The expected output of this program is a simple text string:

The result of running the logic is: Hello World - 13

Before running our obfuscater over this code, this assembly looks like so in Reflector:

Our code before obfuscation Our code before obfuscation

After running the obfuscater over the code, our assembly looks like:

Our code after obfuscation Our code after obfuscation

It worked and runs with exactly the same output! As you can see, we've made a good start to obfuscation, however I think we can do better. We'll look further into this in the next articles.

Source Code

The most up to date source for NCloak can be found at the NCloak project hosting page. The code found on the project page is likely to evolve regularly. Alternatively, you can get the complete source code specific to this blog here.

Conclusion

As you can see from this example: with the help of Mono.Cecil, writing an obfuscater is likely to be a cinch! While we've only really done a basic implementation of one, it didn't really take much code at all to put into place. In the coming weeks we'll extend on this, and take a look at:

  • Obfuscating public members
  • Making the code unreadable by .NET reflector
  • Breaking in to the obfuscated code (was it worth it?)
  • Tamper Proofing
  • Anything else I might think of :)

In the meantime - please subscribe to my post, and remember to vote for this article using the buttons below. Till next time...
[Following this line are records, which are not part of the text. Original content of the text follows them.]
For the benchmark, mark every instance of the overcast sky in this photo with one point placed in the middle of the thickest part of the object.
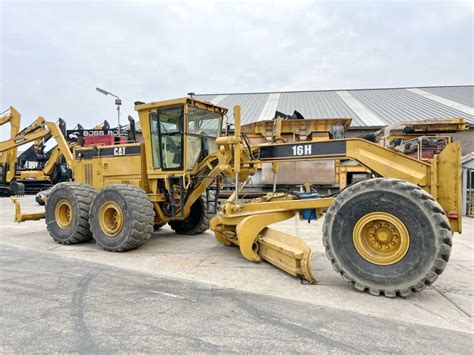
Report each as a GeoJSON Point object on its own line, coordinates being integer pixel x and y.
{"type": "Point", "coordinates": [55, 53]}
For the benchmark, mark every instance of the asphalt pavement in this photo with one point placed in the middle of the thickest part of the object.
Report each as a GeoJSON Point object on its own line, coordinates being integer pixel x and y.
{"type": "Point", "coordinates": [54, 304]}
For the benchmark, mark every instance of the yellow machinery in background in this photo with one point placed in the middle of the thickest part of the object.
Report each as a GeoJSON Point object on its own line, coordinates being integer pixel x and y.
{"type": "Point", "coordinates": [389, 235]}
{"type": "Point", "coordinates": [35, 132]}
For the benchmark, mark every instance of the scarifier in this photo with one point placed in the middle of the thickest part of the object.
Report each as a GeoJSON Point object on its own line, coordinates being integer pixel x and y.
{"type": "Point", "coordinates": [390, 234]}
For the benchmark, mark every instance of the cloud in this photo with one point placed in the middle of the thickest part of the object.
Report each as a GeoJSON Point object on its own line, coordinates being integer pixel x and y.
{"type": "Point", "coordinates": [54, 54]}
kick it on DotNetKicks.com   Shout it

5 comments:

  1. Tyron said...

    Another great article Paul!
    Looking forward to the progress of NCloak!

  2. Thushan Fernando said...

    Great start to NClock Paul, another - although no source, is Babel Obfuscator which I'm using for some of the products we ship.

    http://code.google.com/p/babelobfuscator/

    But I'll be interested to see where NClock goes and will be keeping an eye on it :-)

    The way I see it, theres only so much you can really do, if your product is really in demand you will find someone somewhere reversing it and finding a way through your licensing code. But atleast with such tools you can semi protect your IP from simple reverse engineering.

  3. paulmason said...

    Thanks for your comments!

    You are exactly right Thushan; there will always be someone willing to put the time and effort to reverse engineer your product. The purpose of an obfuscater and other such tools can never really be to stop this from happening but more to act as a deterrent.

    Thanks for pointing out Babel Obfuscator also; it is good to be aware of all of the available options out there to make sure the right tool for the job is chosen.

  4. Anonymous said...

    Great article Paul!

    See my tutorial: How to recompile and change an ofuscated assembly (pdf document. Spanish language)

    The .pdf link: http://blogs.gamefilia.com/ollydbg/05-08-2009/25261/anexo-tutorial-13-recompilando-un-ensamblado-ofuscado

  5. Anonymous said...

    I found really strange thing while trying to optimize renaming in my aasembly. Using Mono.Cecil I can reanme all class members (fields, methods ...) with the same name. What do you thing about it?